GH#2256 Introduce a query optimizer concept #2257

JervenBolleman · 2023-03-10T21:54:51Z

First implementation is to make it more likely that VALUES is used on the left side of a join.

Added a test, but the optimizer is not invoked by default at this time

Summary of changes

Introduced a way to add new generic query optimizers that work on the query algebra.

Checklist

Checked that there aren't other open pull requests for
the same change.
Added tests for any changes that have a runtime impact.
Checked that all tests and type checking passes.
For changes that have a potential impact on users of this project:
- Updated relevant documentation to avoid inaccuracies.
- Considered adding additional documentation.
- Considered adding an example in ./examples for new features.
- Considered updating our changelog (CHANGELOG.md).
Considered granting push permissions to the PR branch,
so maintainers can fix minor issues and keep your PR up to date.

First implementation is to make it more likely that VALUES is used on the left side of a join.

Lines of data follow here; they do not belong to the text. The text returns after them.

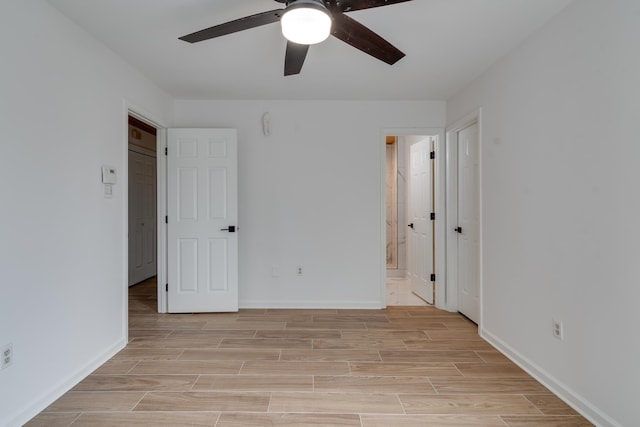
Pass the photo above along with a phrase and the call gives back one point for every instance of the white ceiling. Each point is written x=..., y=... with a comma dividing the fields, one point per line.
x=448, y=43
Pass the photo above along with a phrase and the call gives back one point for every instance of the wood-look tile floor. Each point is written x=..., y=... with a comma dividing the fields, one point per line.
x=404, y=366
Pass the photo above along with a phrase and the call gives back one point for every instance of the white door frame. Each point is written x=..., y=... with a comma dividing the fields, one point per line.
x=452, y=209
x=440, y=229
x=142, y=114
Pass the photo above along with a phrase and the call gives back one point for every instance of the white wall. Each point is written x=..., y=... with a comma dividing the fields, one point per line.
x=560, y=173
x=62, y=245
x=310, y=195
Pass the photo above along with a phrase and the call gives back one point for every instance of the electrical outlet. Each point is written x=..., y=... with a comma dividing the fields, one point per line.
x=557, y=329
x=6, y=356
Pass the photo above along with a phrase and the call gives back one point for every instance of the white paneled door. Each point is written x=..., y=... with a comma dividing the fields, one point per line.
x=420, y=224
x=202, y=199
x=468, y=222
x=142, y=217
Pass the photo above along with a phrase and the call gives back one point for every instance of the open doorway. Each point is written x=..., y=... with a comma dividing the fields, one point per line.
x=142, y=201
x=410, y=229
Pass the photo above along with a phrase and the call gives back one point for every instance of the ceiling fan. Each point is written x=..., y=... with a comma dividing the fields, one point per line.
x=307, y=22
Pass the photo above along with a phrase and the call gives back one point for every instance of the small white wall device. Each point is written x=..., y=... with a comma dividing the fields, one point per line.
x=109, y=175
x=108, y=179
x=266, y=124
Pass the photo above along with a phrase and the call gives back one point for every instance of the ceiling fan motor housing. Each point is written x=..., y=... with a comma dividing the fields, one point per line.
x=306, y=21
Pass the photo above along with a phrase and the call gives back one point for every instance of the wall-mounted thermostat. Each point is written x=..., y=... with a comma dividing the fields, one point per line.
x=108, y=175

Added a test, but the optimizer is not invoked by default at this time

aucampia · 2023-03-10T22:31:25Z

rdflib/plugins/sparql/processor.py

@@ -63,8 +64,9 @@ def update(self, strOrQuery, initBindings={}, initNs={}):


 class SPARQLProcessor(Processor):
-    def __init__(self, graph):
+    def __init__(self, graph, optimizers: List[SPARQLOptimizer] = None):


I think it would be best to just accept any callable that maps a query to a query:

So somewhere before this:

_QueryTranslatorType = Callable[[Query],Query]

Then:

Suggested change

def __init__(self, graph, optimizers: List[SPARQLOptimizer] = None):

def __init__(self, graph, query_translators: Optional[List[_QueryTranslatorType]] = None):

That way, users can pass methods or free functions, and even have multiple different translator methods on one class.

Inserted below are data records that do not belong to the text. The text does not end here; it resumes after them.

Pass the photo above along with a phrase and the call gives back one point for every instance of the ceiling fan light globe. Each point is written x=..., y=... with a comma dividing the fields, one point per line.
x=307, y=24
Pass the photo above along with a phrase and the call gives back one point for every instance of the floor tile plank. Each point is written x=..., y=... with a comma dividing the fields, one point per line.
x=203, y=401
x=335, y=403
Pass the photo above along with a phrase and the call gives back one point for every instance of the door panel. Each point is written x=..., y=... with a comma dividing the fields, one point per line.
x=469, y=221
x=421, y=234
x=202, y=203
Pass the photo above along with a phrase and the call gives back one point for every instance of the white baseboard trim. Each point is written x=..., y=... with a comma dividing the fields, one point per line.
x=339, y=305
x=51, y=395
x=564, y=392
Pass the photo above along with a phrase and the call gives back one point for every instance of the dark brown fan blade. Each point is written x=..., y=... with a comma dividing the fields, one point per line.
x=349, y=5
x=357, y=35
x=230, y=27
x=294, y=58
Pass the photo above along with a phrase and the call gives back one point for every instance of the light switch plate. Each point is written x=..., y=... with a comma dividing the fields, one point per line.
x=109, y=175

Your tests should still work fine with that.

aucampia · 2023-03-10T22:34:39Z

rdflib/plugins/sparql/optimizer.py

+        return query
+
+
+class ValuesToTheLeftOfTheJoin(SPARQLOptimizer):


While this is valuable, I think it may be better to keep it in rdflib._contrib, as we don't necessarily want to offer the same level of compatibility guarantees as we do for other code.

aucampia · 2023-03-10T22:36:32Z

rdflib/plugins/sparql/optimizer.py

+
+class ValuesToTheLeftOfTheJoin(SPARQLOptimizer):
+
+    def optimize(self, query: Query) -> Query:


Suggested change

def optimize(self, query: Query) -> Query:

@classmethod

def optimize(cls, query: Query) -> Query:

As these methods don't use the class state and are side effect free it is best to make them class methods, that way it is clearer to users that they don't have to be concerned with concurrency issues.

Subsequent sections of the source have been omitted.